The fraudsters phoned people who had already made a restaurant reservation at the Ritz, pretending to be hotel staff.
How they got this information is still unknown.
One woman, who had made an online booking for afternoon tea at the Ritz as part of a celebration, received a call the day before her reservation.
The scammers asked her to “confirm” the booking by providing her payment card details.
The call was convincing because it appeared to have come from the hotel’s real phone number, and the scammers knew exactly when and where her reservation was.
One cyber-security expert told the BBC that caller ID spoofing in this way was “quite easy”.
The scammers told the woman that her payment card had been “declined”, and asked her for a second bank card.
After they had taken the payment card details, the scammers tried to make several transactions in excess of £1,000 at the catalogue retailer Argos.
When her bank spotted the suspicious transactions, the scammer phoned again – this time pretending to be from her bank.
He told the victim that somebody was trying to use her credit card, and in order to cancel the transaction she should read out a security code sent to her mobile phone.
In reality, this would have authorised the transaction.
A second woman, who made her original booking over the telephone rather than online, told the BBC that the exact same tricks had been tried on her.
She later felt suspicious that the scammer had not been able to correctly answer questions about the hotel’s facilities.
“People tend to trust caller ID, which is perfectly understandable because in theory it appears to authenticate the caller,” said Dr Jessica Barker, co-founder of the cyber-security company Cygenta.
“On top of that, when a scam like this involves insider information it adds an air of legitimacy and authority.”
What has the Ritz said?
The Ritz said it had been made aware of a potential data breach within its “food and beverage reservation system” on 12 August.
It is continuing to investigate how the scammers accessed customer information.
It said it had emailed customers that may have been affected, warning them: “After a reservation has been made at the Ritz London, our team will never contact you by telephone to request credit card details to confirm your booking with us.”
It has not revealed how many people were affected.
How can I protect myself from scams like this?
Restaurants should never phone you asking for payment information to “confirm” your booking.
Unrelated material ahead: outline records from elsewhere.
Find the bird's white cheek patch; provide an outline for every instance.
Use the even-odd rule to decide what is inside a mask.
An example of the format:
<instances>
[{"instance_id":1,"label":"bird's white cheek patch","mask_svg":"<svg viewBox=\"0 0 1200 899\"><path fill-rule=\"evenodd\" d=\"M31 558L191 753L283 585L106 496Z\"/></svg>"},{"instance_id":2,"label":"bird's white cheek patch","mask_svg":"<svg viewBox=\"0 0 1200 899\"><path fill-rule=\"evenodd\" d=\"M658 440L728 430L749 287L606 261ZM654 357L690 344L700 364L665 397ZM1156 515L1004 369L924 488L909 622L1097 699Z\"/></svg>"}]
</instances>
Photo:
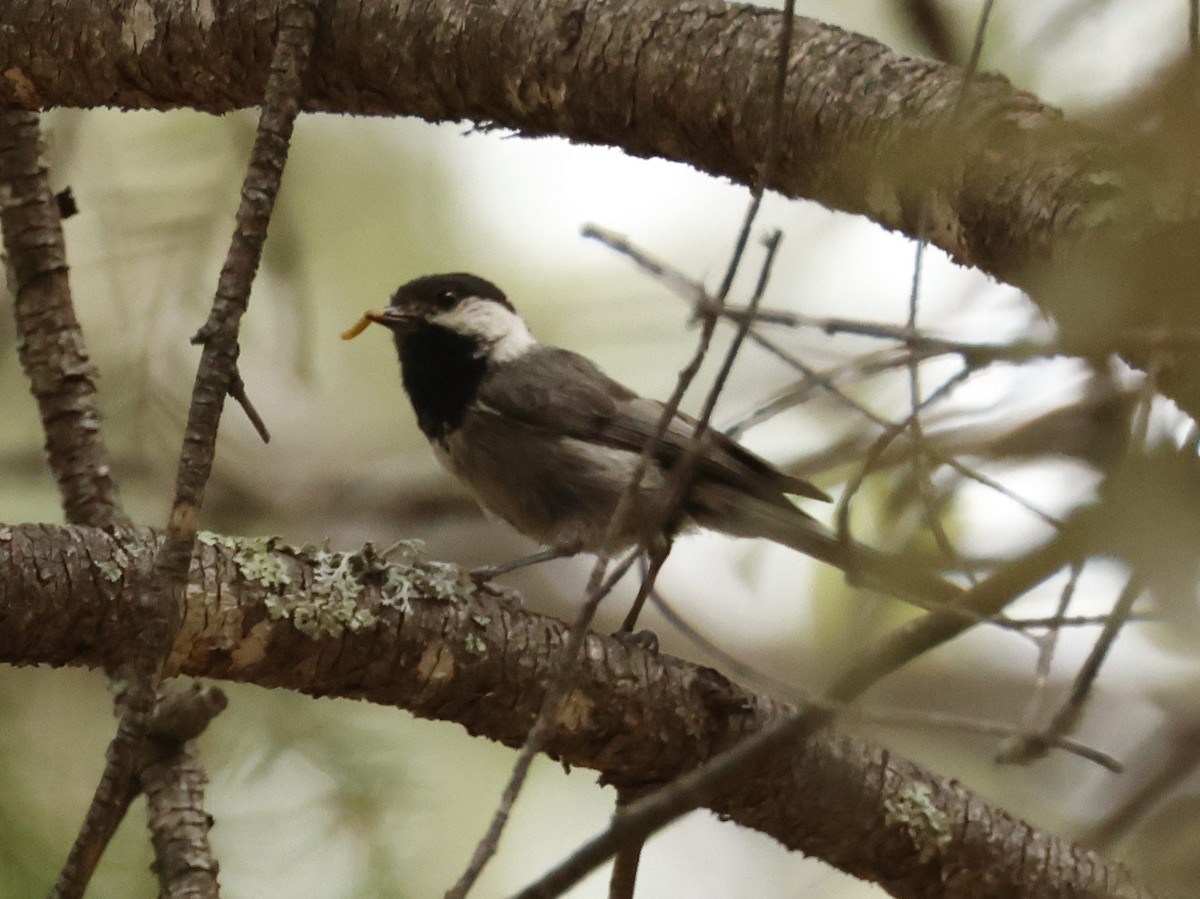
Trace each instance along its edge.
<instances>
[{"instance_id":1,"label":"bird's white cheek patch","mask_svg":"<svg viewBox=\"0 0 1200 899\"><path fill-rule=\"evenodd\" d=\"M492 300L463 300L431 320L458 334L479 337L493 362L511 361L538 343L521 316Z\"/></svg>"}]
</instances>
If you receive a suspicious call, you could hang up and call the venue back later – or from a different phone – using the number on their official website.
Dr Barker warns against giving card details to somebody who had called you, and suggests always calling the company back yourself.
If a bank believes a transaction has been fraudulent, they will not ask you for security codes in order to cancel the transaction.
If you receive a suspicious call you think is pretending to be from your bank, hang up and call your bank back later – or from a different phone – using the number on the back of your payment card.